Italy-facing sportsbooks remain hopeful that the country’s decision makers will amend the current draft Stability Law and introduce a 20% revenue tax across all online betting and gaming products.
Earlier this week Italy’s Budget Committee passed a number of amendments to the bill, including a provision to tax online sportsbooks at 22% of GGR, higher than the 20% rate proposed for other online verticals.
But while the bill is expected to be passed in the coming days – the new betting tax is set to be implemented on 1 January 2016 – eGaming Review understands the wording of the draft has changed a number of times in recent weeks, giving hope that the 22% rate could yet be lowered.
Speaking to eGR, Remote Gaming Association chief executive Clive Hawkswood said he was pleased the country had decided to move away from a turnover-based taxation model but questioned the differential treatment reserved for sports betting.
“It’s a very positive step that there will be a move to GGR because that’s something we’ve called for since the outset, but it would be much more sensible to have a single rate for all online gambling activity,” Hawkswood said.
“The proposed difference between betting and gaming still hasn’t been explained adequately and hopefully good sense will prevail,” he added.

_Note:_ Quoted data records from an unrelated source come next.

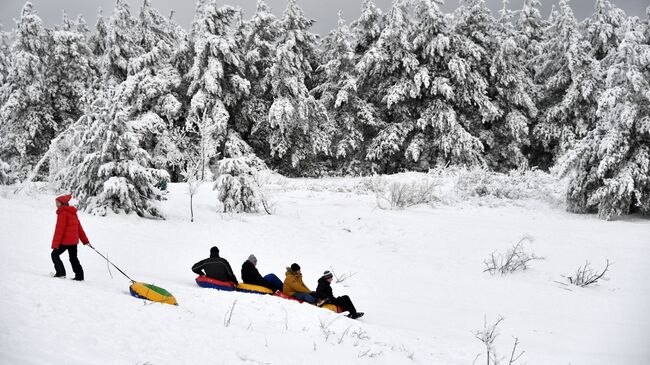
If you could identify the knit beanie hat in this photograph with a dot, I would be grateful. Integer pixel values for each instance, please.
(64, 199)
(327, 275)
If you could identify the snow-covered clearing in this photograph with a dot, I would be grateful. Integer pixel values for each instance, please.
(418, 276)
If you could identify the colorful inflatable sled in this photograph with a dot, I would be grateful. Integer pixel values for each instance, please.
(256, 289)
(207, 282)
(332, 307)
(152, 293)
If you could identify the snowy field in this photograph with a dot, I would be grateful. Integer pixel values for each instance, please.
(417, 274)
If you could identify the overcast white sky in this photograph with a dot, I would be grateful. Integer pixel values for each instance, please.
(323, 11)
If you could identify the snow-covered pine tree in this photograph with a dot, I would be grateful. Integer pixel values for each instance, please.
(353, 117)
(367, 28)
(258, 38)
(603, 28)
(107, 170)
(216, 79)
(571, 82)
(5, 59)
(530, 26)
(97, 41)
(512, 91)
(390, 77)
(70, 70)
(121, 44)
(152, 87)
(238, 190)
(27, 121)
(297, 126)
(610, 167)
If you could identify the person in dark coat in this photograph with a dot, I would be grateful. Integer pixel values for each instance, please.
(324, 292)
(250, 275)
(67, 234)
(215, 267)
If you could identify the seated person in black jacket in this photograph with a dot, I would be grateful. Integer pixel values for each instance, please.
(250, 275)
(215, 267)
(324, 292)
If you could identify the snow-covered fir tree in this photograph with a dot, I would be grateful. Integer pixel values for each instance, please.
(297, 126)
(610, 167)
(216, 78)
(27, 122)
(107, 170)
(258, 38)
(70, 70)
(367, 28)
(238, 189)
(5, 58)
(570, 77)
(530, 26)
(387, 79)
(513, 92)
(121, 44)
(603, 28)
(97, 41)
(352, 116)
(152, 87)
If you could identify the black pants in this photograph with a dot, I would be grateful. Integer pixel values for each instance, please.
(345, 303)
(58, 264)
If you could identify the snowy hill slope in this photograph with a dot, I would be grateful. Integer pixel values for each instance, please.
(418, 275)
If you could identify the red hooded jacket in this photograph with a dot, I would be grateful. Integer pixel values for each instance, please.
(68, 228)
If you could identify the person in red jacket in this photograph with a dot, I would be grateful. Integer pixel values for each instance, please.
(67, 234)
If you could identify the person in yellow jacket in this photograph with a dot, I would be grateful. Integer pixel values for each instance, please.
(293, 285)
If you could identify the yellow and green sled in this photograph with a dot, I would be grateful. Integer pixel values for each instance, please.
(152, 293)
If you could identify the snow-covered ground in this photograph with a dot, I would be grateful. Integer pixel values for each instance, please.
(417, 274)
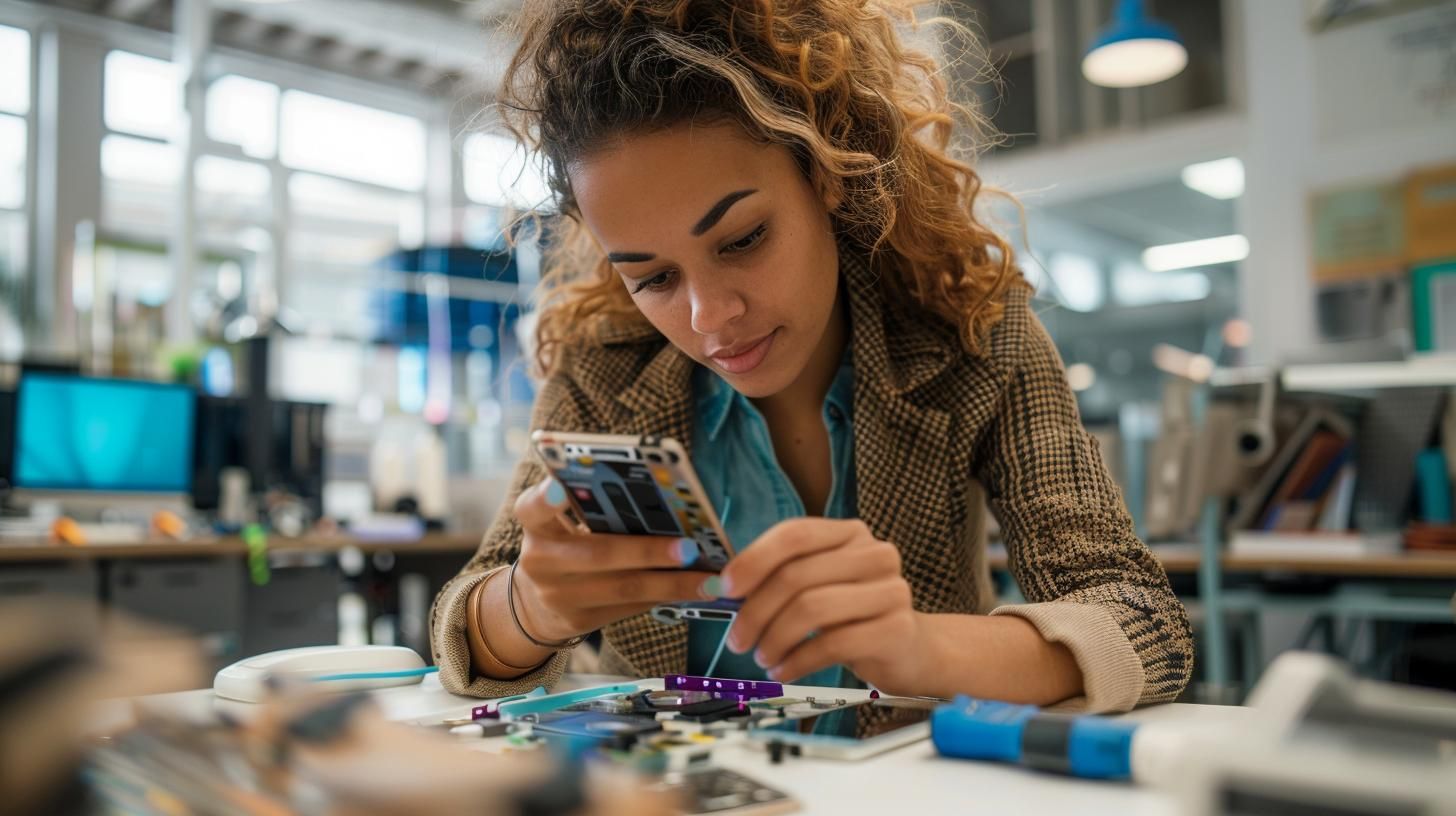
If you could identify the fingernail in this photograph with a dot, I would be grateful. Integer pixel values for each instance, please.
(686, 551)
(712, 587)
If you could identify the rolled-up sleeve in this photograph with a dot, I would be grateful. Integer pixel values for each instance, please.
(1092, 585)
(555, 410)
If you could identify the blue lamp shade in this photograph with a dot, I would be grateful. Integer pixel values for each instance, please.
(1133, 50)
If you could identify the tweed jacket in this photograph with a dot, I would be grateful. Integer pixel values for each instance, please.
(939, 434)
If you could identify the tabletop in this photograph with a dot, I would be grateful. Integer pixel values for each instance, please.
(909, 780)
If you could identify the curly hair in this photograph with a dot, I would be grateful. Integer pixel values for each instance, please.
(867, 118)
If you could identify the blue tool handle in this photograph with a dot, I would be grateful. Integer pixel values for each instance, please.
(1094, 748)
(554, 701)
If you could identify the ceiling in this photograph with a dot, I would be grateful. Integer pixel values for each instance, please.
(1166, 212)
(428, 44)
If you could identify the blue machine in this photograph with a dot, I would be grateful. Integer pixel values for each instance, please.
(102, 434)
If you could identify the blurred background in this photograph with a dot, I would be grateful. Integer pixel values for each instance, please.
(261, 324)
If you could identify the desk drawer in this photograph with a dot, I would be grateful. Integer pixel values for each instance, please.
(203, 596)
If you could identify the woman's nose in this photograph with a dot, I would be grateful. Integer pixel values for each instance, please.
(715, 308)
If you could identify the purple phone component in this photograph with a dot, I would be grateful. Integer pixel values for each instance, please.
(738, 689)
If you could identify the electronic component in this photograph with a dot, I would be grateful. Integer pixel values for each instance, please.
(721, 791)
(722, 687)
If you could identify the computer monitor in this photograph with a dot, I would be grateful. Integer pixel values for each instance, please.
(88, 434)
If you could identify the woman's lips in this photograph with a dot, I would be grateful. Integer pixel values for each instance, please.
(749, 359)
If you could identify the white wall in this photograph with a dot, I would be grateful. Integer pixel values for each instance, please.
(1295, 134)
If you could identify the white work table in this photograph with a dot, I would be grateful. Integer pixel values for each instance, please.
(909, 781)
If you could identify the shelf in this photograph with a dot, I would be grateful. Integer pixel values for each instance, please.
(16, 550)
(1421, 372)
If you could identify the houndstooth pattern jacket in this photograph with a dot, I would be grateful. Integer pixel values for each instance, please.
(939, 434)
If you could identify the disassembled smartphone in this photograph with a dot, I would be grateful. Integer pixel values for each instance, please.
(721, 791)
(634, 485)
(856, 732)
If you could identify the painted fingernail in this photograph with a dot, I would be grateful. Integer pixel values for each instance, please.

News of the tax switch was welcomed by Sky Bet Italia MD Giovanna D’Esposito, although the 22% rate took her somewhat by surprise.

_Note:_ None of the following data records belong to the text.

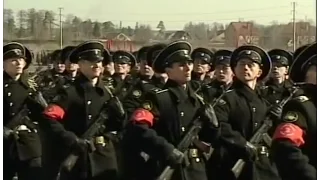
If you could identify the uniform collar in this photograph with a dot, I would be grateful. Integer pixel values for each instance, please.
(87, 86)
(245, 90)
(179, 92)
(23, 79)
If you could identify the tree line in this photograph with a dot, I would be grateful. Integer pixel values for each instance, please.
(35, 24)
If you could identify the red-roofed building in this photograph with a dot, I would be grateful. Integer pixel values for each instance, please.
(241, 33)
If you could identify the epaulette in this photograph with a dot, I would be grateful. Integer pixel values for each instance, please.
(66, 86)
(264, 87)
(32, 83)
(158, 90)
(301, 98)
(200, 98)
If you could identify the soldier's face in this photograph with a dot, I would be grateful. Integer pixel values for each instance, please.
(59, 67)
(311, 75)
(109, 67)
(122, 68)
(180, 71)
(223, 73)
(201, 66)
(145, 69)
(278, 70)
(14, 66)
(71, 66)
(247, 70)
(90, 69)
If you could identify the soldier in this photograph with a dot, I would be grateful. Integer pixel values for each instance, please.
(147, 79)
(224, 76)
(156, 129)
(71, 71)
(22, 146)
(241, 112)
(202, 59)
(108, 65)
(294, 142)
(78, 106)
(51, 78)
(123, 63)
(136, 69)
(278, 87)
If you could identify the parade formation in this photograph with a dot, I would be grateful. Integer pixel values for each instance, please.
(165, 112)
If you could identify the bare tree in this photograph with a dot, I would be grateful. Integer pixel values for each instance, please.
(143, 33)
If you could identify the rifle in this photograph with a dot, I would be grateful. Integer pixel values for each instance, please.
(260, 134)
(185, 143)
(71, 160)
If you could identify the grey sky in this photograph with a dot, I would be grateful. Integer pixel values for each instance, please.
(174, 13)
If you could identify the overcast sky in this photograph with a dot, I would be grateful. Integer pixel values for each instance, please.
(174, 13)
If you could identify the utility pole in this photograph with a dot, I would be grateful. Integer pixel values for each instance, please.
(294, 24)
(61, 35)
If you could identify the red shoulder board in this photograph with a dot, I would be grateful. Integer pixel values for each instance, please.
(54, 112)
(142, 116)
(291, 132)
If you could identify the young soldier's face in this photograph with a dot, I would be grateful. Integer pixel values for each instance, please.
(223, 73)
(122, 68)
(279, 70)
(14, 66)
(311, 75)
(247, 70)
(109, 67)
(71, 66)
(201, 66)
(145, 69)
(180, 71)
(90, 69)
(59, 67)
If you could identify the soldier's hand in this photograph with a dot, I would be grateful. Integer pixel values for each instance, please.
(81, 145)
(251, 152)
(275, 112)
(115, 106)
(7, 132)
(208, 115)
(176, 157)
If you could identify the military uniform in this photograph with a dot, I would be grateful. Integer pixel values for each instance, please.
(294, 146)
(120, 85)
(64, 56)
(50, 80)
(135, 98)
(205, 55)
(21, 144)
(241, 112)
(166, 114)
(215, 88)
(272, 91)
(74, 110)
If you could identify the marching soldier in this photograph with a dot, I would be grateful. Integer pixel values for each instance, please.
(108, 65)
(147, 79)
(76, 108)
(71, 71)
(22, 147)
(51, 78)
(122, 79)
(156, 129)
(224, 76)
(278, 86)
(202, 59)
(295, 140)
(241, 112)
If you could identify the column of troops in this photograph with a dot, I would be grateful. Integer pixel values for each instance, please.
(165, 112)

“The switch to GGR taxation is a long-awaited and welcome change, however, setting a higher rate for online over retail was not expected,” D’Esposito said.

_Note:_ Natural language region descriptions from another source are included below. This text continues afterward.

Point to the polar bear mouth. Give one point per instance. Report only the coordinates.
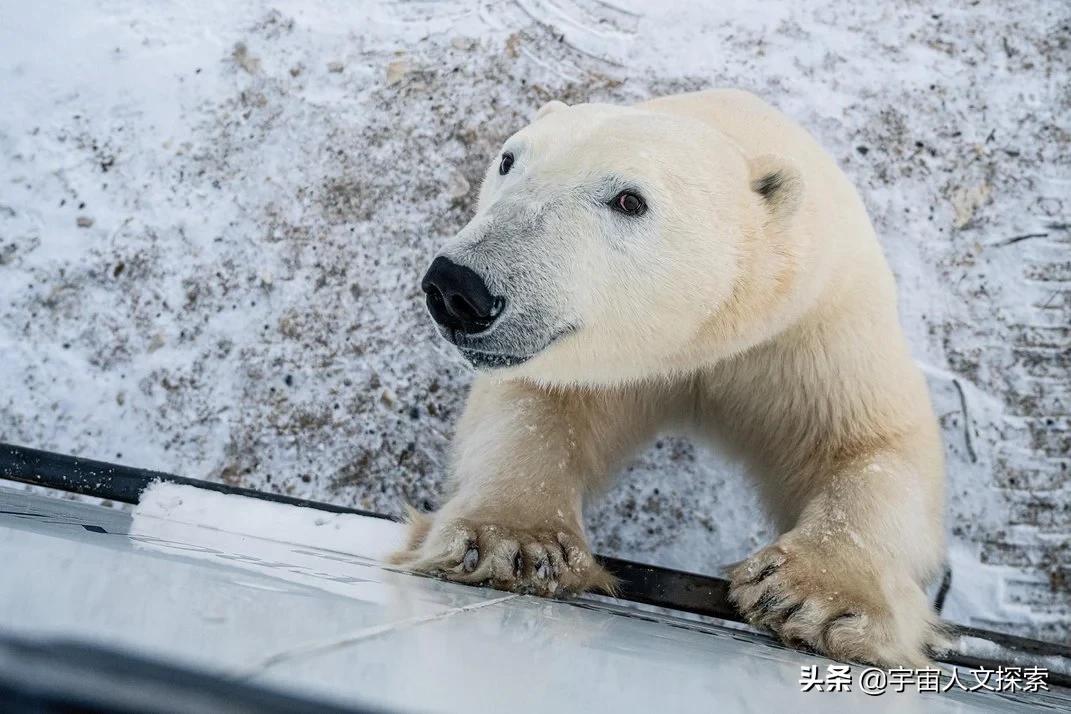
(493, 356)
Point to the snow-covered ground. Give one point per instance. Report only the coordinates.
(213, 219)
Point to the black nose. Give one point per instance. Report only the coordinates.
(457, 298)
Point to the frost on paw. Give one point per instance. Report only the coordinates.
(833, 606)
(539, 562)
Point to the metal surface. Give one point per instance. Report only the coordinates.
(649, 585)
(342, 628)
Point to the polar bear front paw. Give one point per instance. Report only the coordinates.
(835, 605)
(530, 561)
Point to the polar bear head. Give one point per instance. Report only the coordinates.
(609, 243)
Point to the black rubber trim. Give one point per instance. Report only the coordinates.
(649, 585)
(51, 677)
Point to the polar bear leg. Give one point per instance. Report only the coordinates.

A spokesperson for one of the biggest foreign sportsbooks in the market, William Hill, also said it was hopeful that the final package would provide a commercially viable environment in which to operate.
“We expect final details of the tax rates to be confirmed this week and we continue to hope for realistic tax rates that support sustainable business models and effective regulation,” the spokesperson said.
According to the current draft law, poker tournament and bingo will also move away from a turnover-based levy to a revenue tax, although bingo’s change will only come into effect from 1 January 2017.